El inspector Peña se sintió planchado. Toda la mañana del domingo perdida para nada. A ver si, con un poco de suerte, la científica daba con alguna huella que implicara a Carlos Iriarte en el robo de aquel vehículo.

—Cerezo, vayámonos —le dijo finalmente a su ayudante—. Aquí no pintamos nada.

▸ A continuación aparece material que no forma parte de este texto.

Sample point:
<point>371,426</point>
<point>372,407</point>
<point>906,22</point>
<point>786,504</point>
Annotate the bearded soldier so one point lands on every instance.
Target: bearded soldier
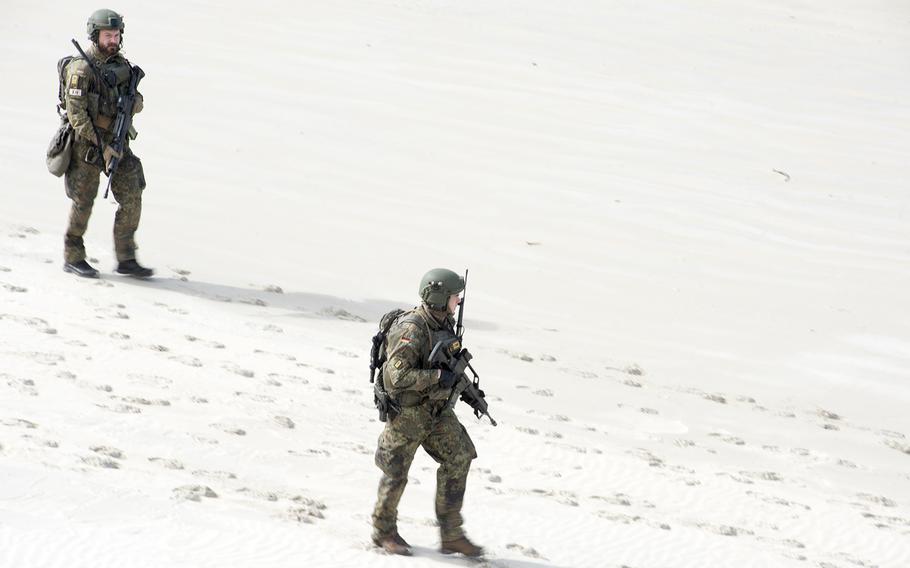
<point>423,419</point>
<point>90,100</point>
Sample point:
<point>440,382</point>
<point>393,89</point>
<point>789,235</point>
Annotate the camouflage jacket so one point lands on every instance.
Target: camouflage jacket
<point>89,101</point>
<point>406,374</point>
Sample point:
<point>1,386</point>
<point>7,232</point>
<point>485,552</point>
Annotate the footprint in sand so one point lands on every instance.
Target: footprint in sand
<point>193,493</point>
<point>528,551</point>
<point>229,429</point>
<point>284,422</point>
<point>255,397</point>
<point>284,356</point>
<point>101,461</point>
<point>167,463</point>
<point>18,423</point>
<point>291,378</point>
<point>217,475</point>
<point>515,355</point>
<point>348,354</point>
<point>339,313</point>
<point>23,386</point>
<point>305,510</point>
<point>142,401</point>
<point>178,311</point>
<point>238,370</point>
<point>109,452</point>
<point>264,495</point>
<point>187,360</point>
<point>36,323</point>
<point>121,408</point>
<point>311,452</point>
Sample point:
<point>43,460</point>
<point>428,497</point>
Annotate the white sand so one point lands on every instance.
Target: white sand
<point>687,232</point>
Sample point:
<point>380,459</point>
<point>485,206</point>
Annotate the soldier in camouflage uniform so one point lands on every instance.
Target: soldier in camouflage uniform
<point>91,108</point>
<point>423,420</point>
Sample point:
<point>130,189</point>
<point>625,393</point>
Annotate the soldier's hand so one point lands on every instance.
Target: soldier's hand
<point>109,154</point>
<point>447,378</point>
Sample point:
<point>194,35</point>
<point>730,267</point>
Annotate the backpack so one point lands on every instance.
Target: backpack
<point>385,404</point>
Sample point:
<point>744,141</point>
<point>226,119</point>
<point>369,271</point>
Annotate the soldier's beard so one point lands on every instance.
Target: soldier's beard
<point>109,49</point>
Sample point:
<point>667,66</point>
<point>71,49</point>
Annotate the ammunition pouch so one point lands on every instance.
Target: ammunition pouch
<point>386,405</point>
<point>60,149</point>
<point>103,122</point>
<point>411,398</point>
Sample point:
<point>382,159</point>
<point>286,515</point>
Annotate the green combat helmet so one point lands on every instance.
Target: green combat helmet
<point>103,19</point>
<point>437,285</point>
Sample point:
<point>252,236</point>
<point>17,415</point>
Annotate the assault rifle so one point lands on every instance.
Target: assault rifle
<point>124,121</point>
<point>448,354</point>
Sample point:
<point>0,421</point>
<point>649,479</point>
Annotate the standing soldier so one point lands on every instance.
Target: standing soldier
<point>90,100</point>
<point>424,419</point>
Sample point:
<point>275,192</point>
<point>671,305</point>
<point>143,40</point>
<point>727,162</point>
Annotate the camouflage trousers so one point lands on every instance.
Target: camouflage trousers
<point>81,181</point>
<point>447,442</point>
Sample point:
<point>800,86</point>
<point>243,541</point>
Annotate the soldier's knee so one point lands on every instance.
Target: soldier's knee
<point>392,463</point>
<point>130,176</point>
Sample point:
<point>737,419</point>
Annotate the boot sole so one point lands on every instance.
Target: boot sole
<point>71,270</point>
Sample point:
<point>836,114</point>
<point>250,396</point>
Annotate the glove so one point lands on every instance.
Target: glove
<point>447,378</point>
<point>109,154</point>
<point>470,399</point>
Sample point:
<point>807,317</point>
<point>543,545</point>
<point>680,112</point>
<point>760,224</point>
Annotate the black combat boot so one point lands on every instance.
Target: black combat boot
<point>132,268</point>
<point>80,268</point>
<point>461,545</point>
<point>393,544</point>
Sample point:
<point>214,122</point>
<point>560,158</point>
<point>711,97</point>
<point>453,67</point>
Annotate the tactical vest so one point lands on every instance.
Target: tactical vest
<point>436,336</point>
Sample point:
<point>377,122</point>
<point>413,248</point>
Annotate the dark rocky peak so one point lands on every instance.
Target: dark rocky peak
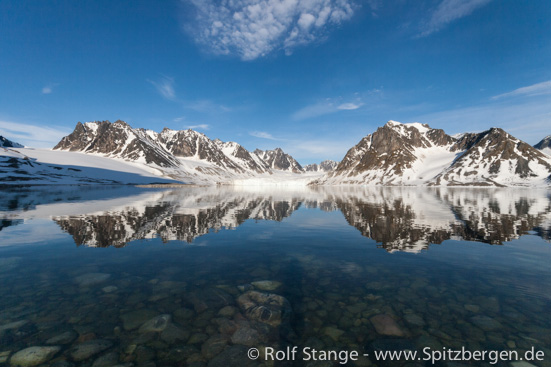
<point>116,139</point>
<point>544,143</point>
<point>190,143</point>
<point>325,166</point>
<point>5,143</point>
<point>242,156</point>
<point>278,159</point>
<point>311,168</point>
<point>491,156</point>
<point>392,147</point>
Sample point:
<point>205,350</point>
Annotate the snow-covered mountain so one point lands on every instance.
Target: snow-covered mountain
<point>5,143</point>
<point>544,145</point>
<point>278,159</point>
<point>184,155</point>
<point>414,154</point>
<point>397,218</point>
<point>325,166</point>
<point>395,155</point>
<point>27,166</point>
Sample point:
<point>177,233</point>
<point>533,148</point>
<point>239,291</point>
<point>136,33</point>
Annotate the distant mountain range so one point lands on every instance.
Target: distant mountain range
<point>417,155</point>
<point>398,218</point>
<point>5,143</point>
<point>395,155</point>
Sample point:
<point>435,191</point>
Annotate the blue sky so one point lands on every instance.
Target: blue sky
<point>312,77</point>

Abandonaron el parking con las manos vacías. El subinspector Cerezo se dedicó a circular como en él era habitual. El inspector Peña, por su parte, se mantenía pensativo. Necesitaba, con urgencia, un éxito en aquella investigación. Y no precisamente por la perentoria situación en la que se encontraba la chica secuestrada. A él qué podía importarle su situación. Acaso a ella o su familia les preocupaba una mierda la forma en que él se ganaba las habichuelas. Le importaba una mierda si la violaban, torturaban, mataban; su existencia no significaba absolutamente nada para él. En cambio, la detención del secuestrador, en un caso tan mediático, eso sí que le motivaba. Tal hazaña encumbraría su carrera policial hasta cotas insospechadas. Según analizaba la nueva situación iba poniéndose de peor humor. Deseó, en su fuero interno, que el vehículo recién registrado no hubiera sido robado por Carlos Iriarte. Resultaría una nefasta noticia para sus propios intereses, ya que significaría que el pájaro había volado; y, si había volado, también se esfumaba con él su anhelado éxito.